0

I am trying to remove some outliers from my data set. I am investigating each variable in the data one at a time. I have constructed boxplots for variables but don't want to remove all the classified outliers, only the most extreme. So I am noting the value on the boxplot that I don't want my variable to exceed and trying to remove rows that correspond to the observations that have a specific column value that exceed the chosen value.

For example, My data set is called milk and one of the variables is called alpha_s1_casein. I thought the following would remove all rows in the data set where the value for alpha_s1_casein is greater than 29:

milk <- milk[milk$alpha_s1_casein < 29,]

In fact it did. The amount of rows in the data frame decreased from 430 to 428. However it has introduced a lot of NA values in noninvolved columns in my data set

Before I ran the above code the amount of NA's were

sum(is.na(milk))

5909 NA values But after performing the above the sum of NA's now returned is

sum(is.na(milk))

75912 NA values.

I don't understand what is going wrong here and why what I'm doing is introducing more NA values than when I started when all I'm trying to do is remove observations if a column value exceeds a certain number.

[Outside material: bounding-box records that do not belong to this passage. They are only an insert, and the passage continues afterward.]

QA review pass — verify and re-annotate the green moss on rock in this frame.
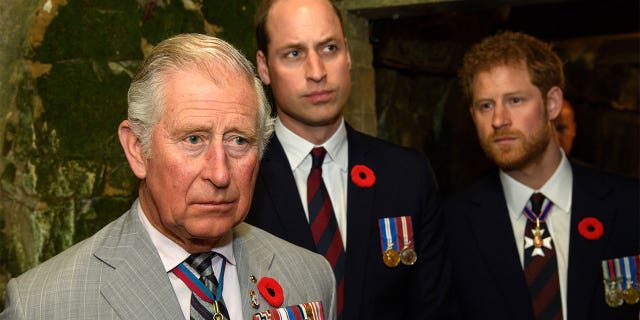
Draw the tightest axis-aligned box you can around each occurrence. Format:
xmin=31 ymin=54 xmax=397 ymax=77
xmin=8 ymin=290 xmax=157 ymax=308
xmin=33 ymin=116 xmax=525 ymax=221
xmin=142 ymin=1 xmax=204 ymax=45
xmin=37 ymin=60 xmax=131 ymax=160
xmin=202 ymin=0 xmax=258 ymax=64
xmin=33 ymin=0 xmax=142 ymax=63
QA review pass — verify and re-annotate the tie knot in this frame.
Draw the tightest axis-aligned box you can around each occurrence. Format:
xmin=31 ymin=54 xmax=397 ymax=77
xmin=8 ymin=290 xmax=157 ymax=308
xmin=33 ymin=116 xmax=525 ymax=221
xmin=185 ymin=251 xmax=216 ymax=277
xmin=530 ymin=192 xmax=545 ymax=214
xmin=311 ymin=147 xmax=327 ymax=168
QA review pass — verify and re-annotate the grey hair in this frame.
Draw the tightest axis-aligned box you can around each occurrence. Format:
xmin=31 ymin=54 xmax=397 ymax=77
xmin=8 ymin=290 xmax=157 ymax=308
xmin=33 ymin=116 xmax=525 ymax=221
xmin=128 ymin=33 xmax=274 ymax=158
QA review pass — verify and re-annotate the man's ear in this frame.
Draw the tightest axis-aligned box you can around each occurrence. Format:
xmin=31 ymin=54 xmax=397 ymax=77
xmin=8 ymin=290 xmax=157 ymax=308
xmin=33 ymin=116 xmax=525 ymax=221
xmin=256 ymin=50 xmax=271 ymax=85
xmin=547 ymin=87 xmax=564 ymax=120
xmin=118 ymin=120 xmax=147 ymax=179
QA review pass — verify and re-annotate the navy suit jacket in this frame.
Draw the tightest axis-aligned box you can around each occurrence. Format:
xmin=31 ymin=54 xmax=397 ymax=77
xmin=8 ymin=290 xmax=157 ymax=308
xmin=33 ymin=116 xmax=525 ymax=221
xmin=246 ymin=125 xmax=449 ymax=319
xmin=443 ymin=161 xmax=640 ymax=320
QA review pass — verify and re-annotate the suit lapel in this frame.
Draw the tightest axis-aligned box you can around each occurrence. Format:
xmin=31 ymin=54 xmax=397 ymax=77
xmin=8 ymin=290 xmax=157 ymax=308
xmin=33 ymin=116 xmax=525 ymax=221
xmin=467 ymin=173 xmax=533 ymax=318
xmin=567 ymin=162 xmax=615 ymax=319
xmin=260 ymin=135 xmax=316 ymax=251
xmin=233 ymin=223 xmax=275 ymax=319
xmin=344 ymin=125 xmax=378 ymax=319
xmin=95 ymin=201 xmax=184 ymax=319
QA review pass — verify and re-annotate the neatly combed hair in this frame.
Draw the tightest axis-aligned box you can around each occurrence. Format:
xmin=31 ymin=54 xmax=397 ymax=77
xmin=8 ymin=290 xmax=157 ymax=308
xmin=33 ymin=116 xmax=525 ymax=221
xmin=458 ymin=31 xmax=564 ymax=101
xmin=253 ymin=0 xmax=344 ymax=57
xmin=128 ymin=34 xmax=274 ymax=158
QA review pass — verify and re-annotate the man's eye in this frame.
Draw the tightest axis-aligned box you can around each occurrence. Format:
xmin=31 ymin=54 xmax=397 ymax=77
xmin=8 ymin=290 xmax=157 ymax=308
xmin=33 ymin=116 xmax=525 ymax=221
xmin=233 ymin=137 xmax=247 ymax=145
xmin=324 ymin=44 xmax=338 ymax=52
xmin=478 ymin=102 xmax=493 ymax=111
xmin=187 ymin=136 xmax=201 ymax=144
xmin=287 ymin=50 xmax=300 ymax=58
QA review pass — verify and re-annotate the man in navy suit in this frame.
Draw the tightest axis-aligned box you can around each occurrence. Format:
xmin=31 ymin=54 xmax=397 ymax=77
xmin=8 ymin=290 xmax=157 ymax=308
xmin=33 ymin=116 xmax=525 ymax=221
xmin=247 ymin=0 xmax=448 ymax=319
xmin=443 ymin=32 xmax=640 ymax=319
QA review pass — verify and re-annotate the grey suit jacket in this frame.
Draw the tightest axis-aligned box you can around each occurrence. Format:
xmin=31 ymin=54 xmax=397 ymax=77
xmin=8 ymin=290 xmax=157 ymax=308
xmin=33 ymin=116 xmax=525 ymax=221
xmin=0 ymin=200 xmax=336 ymax=320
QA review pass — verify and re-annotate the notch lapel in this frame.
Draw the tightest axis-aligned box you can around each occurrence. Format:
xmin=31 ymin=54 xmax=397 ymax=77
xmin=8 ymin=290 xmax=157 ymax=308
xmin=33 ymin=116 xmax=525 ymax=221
xmin=233 ymin=223 xmax=275 ymax=319
xmin=567 ymin=162 xmax=615 ymax=319
xmin=344 ymin=125 xmax=379 ymax=319
xmin=466 ymin=173 xmax=533 ymax=319
xmin=94 ymin=204 xmax=184 ymax=319
xmin=260 ymin=135 xmax=316 ymax=252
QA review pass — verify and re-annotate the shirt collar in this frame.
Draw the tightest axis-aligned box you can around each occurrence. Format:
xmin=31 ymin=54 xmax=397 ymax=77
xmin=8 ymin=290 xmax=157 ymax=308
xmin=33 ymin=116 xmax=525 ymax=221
xmin=500 ymin=150 xmax=573 ymax=219
xmin=275 ymin=118 xmax=347 ymax=171
xmin=138 ymin=202 xmax=236 ymax=272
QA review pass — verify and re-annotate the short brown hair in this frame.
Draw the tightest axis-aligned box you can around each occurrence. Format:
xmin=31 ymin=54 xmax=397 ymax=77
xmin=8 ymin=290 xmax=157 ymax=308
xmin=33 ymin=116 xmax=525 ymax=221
xmin=254 ymin=0 xmax=344 ymax=56
xmin=458 ymin=31 xmax=564 ymax=101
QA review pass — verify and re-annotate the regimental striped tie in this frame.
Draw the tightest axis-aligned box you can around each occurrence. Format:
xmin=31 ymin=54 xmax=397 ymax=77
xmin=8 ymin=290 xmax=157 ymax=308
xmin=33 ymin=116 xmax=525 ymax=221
xmin=183 ymin=252 xmax=229 ymax=320
xmin=524 ymin=193 xmax=562 ymax=320
xmin=307 ymin=147 xmax=346 ymax=319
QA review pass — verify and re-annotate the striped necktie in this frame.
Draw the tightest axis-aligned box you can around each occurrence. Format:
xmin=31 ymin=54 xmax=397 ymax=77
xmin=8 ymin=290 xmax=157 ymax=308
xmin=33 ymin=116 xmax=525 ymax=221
xmin=524 ymin=193 xmax=562 ymax=320
xmin=307 ymin=147 xmax=346 ymax=319
xmin=183 ymin=252 xmax=229 ymax=320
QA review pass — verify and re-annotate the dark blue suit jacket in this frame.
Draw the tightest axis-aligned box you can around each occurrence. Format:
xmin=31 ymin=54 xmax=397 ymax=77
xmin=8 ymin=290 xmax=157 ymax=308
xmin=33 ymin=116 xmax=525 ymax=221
xmin=443 ymin=161 xmax=640 ymax=320
xmin=246 ymin=125 xmax=449 ymax=319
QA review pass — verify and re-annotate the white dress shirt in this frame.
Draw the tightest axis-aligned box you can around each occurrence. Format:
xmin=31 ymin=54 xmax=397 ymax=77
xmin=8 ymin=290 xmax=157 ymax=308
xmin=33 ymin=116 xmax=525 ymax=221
xmin=275 ymin=118 xmax=349 ymax=250
xmin=500 ymin=152 xmax=573 ymax=320
xmin=138 ymin=203 xmax=244 ymax=320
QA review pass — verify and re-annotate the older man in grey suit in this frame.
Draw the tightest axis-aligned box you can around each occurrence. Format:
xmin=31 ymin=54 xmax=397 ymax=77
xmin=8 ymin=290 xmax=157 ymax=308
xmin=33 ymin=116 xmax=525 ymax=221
xmin=0 ymin=34 xmax=336 ymax=319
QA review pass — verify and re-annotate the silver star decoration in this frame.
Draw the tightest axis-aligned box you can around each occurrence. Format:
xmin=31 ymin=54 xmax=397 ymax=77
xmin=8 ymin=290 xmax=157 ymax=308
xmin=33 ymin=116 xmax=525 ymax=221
xmin=524 ymin=228 xmax=552 ymax=257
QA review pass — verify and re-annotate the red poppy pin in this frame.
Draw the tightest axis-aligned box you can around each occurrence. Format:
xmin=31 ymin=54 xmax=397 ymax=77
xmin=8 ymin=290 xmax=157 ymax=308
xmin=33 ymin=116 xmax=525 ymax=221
xmin=351 ymin=164 xmax=376 ymax=188
xmin=258 ymin=277 xmax=284 ymax=308
xmin=578 ymin=217 xmax=604 ymax=240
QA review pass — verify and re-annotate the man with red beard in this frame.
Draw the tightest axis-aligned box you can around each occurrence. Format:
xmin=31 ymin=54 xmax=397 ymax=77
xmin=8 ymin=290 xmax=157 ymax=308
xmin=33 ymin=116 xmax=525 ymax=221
xmin=444 ymin=32 xmax=640 ymax=319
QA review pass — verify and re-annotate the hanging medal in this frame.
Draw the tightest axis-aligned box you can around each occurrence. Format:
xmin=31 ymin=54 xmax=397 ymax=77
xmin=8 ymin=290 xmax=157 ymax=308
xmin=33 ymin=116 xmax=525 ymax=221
xmin=620 ymin=257 xmax=640 ymax=304
xmin=524 ymin=199 xmax=553 ymax=257
xmin=602 ymin=259 xmax=624 ymax=308
xmin=378 ymin=218 xmax=400 ymax=268
xmin=399 ymin=216 xmax=418 ymax=266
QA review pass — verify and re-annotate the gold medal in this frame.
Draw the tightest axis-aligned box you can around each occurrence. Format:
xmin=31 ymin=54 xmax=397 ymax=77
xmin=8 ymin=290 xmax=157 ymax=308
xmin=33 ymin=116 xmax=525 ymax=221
xmin=400 ymin=247 xmax=418 ymax=266
xmin=622 ymin=286 xmax=640 ymax=304
xmin=604 ymin=280 xmax=624 ymax=308
xmin=382 ymin=247 xmax=400 ymax=268
xmin=533 ymin=218 xmax=542 ymax=248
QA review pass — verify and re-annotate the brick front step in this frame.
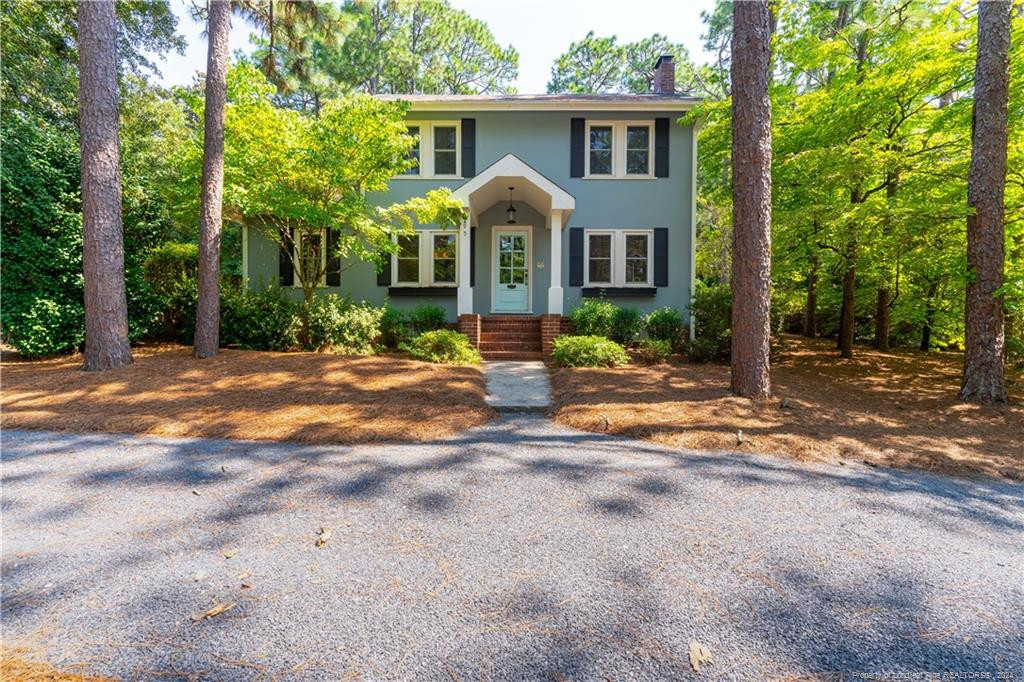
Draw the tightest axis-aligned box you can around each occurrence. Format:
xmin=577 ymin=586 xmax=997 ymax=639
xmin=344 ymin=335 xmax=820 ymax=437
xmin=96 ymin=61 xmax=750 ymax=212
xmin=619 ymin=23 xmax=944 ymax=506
xmin=481 ymin=350 xmax=544 ymax=360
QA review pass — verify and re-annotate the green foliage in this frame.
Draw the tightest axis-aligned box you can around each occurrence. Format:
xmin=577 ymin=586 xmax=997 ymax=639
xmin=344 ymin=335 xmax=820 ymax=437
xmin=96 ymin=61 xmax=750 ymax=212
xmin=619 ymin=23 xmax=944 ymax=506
xmin=551 ymin=336 xmax=630 ymax=367
xmin=403 ymin=329 xmax=482 ymax=365
xmin=569 ymin=298 xmax=616 ymax=337
xmin=406 ymin=303 xmax=447 ymax=334
xmin=643 ymin=306 xmax=686 ymax=349
xmin=306 ymin=294 xmax=384 ymax=355
xmin=7 ymin=298 xmax=85 ymax=357
xmin=608 ymin=307 xmax=643 ymax=346
xmin=222 ymin=286 xmax=301 ymax=350
xmin=636 ymin=339 xmax=673 ymax=365
xmin=689 ymin=281 xmax=732 ymax=361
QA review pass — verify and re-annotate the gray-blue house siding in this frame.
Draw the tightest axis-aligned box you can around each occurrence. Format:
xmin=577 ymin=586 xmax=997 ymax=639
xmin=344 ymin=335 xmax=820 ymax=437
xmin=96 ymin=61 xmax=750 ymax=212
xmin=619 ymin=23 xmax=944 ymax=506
xmin=243 ymin=95 xmax=695 ymax=321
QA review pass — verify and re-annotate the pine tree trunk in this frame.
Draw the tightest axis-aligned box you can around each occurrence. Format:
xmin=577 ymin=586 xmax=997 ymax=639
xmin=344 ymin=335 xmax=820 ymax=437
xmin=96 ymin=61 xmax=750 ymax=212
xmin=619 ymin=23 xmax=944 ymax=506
xmin=874 ymin=287 xmax=893 ymax=350
xmin=959 ymin=2 xmax=1012 ymax=402
xmin=78 ymin=0 xmax=132 ymax=371
xmin=804 ymin=254 xmax=820 ymax=339
xmin=195 ymin=0 xmax=230 ymax=357
xmin=732 ymin=0 xmax=772 ymax=399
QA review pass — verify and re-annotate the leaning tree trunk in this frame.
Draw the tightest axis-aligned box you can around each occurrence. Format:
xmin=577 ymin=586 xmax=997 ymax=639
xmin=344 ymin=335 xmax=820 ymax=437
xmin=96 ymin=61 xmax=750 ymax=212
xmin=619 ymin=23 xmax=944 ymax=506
xmin=959 ymin=2 xmax=1012 ymax=402
xmin=804 ymin=248 xmax=820 ymax=339
xmin=732 ymin=0 xmax=772 ymax=398
xmin=195 ymin=0 xmax=230 ymax=357
xmin=78 ymin=0 xmax=132 ymax=371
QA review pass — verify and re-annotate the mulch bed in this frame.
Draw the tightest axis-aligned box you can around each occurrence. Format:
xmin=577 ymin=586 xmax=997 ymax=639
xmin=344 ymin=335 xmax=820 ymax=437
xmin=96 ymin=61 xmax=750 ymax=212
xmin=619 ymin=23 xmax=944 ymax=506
xmin=0 ymin=345 xmax=494 ymax=443
xmin=552 ymin=337 xmax=1024 ymax=480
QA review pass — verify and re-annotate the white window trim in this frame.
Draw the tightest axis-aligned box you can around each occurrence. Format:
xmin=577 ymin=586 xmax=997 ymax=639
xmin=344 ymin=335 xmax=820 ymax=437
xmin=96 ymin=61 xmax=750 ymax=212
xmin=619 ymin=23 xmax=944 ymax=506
xmin=584 ymin=119 xmax=654 ymax=180
xmin=391 ymin=229 xmax=462 ymax=289
xmin=393 ymin=121 xmax=462 ymax=180
xmin=292 ymin=229 xmax=327 ymax=289
xmin=583 ymin=229 xmax=654 ymax=289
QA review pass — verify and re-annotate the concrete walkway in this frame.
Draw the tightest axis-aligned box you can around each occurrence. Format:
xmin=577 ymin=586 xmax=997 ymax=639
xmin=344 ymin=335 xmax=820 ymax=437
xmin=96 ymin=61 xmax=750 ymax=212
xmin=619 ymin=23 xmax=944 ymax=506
xmin=483 ymin=360 xmax=551 ymax=413
xmin=0 ymin=416 xmax=1024 ymax=681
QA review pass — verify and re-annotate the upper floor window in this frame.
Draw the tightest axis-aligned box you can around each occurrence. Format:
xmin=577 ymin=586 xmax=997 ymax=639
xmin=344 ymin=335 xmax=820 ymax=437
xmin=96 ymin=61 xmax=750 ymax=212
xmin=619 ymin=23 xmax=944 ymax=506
xmin=400 ymin=121 xmax=462 ymax=178
xmin=391 ymin=229 xmax=459 ymax=287
xmin=585 ymin=121 xmax=654 ymax=178
xmin=584 ymin=229 xmax=653 ymax=287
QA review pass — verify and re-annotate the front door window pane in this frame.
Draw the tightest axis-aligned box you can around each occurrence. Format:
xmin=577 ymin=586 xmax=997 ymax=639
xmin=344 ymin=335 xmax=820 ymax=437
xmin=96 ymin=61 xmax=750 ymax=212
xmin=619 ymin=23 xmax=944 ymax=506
xmin=396 ymin=235 xmax=420 ymax=284
xmin=626 ymin=126 xmax=650 ymax=175
xmin=434 ymin=235 xmax=456 ymax=284
xmin=590 ymin=126 xmax=611 ymax=175
xmin=434 ymin=126 xmax=458 ymax=175
xmin=588 ymin=235 xmax=611 ymax=284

Can anyone help? I'm desperate

Phil
  • 7,287
  • 3
  • 36
  • 66
daisy
  • 61
  • 1
  • 6
  • I'd recommend using `dplyr` tools as they are more explicit in what you are doing: `dplyr::filter(milk, alpha_s1_casein < 29)`, – Phil Feb 26 '21 at 15:12

1 Answers1

0

Without using additional packages, to remove all rows in the data set where the value for alpha_s1_casein is greater than 29, you can just do this:

milk <- milk[-which(milk$alpha_s1_casein > 29),]
bricx
  • 593
  • 4
  • 18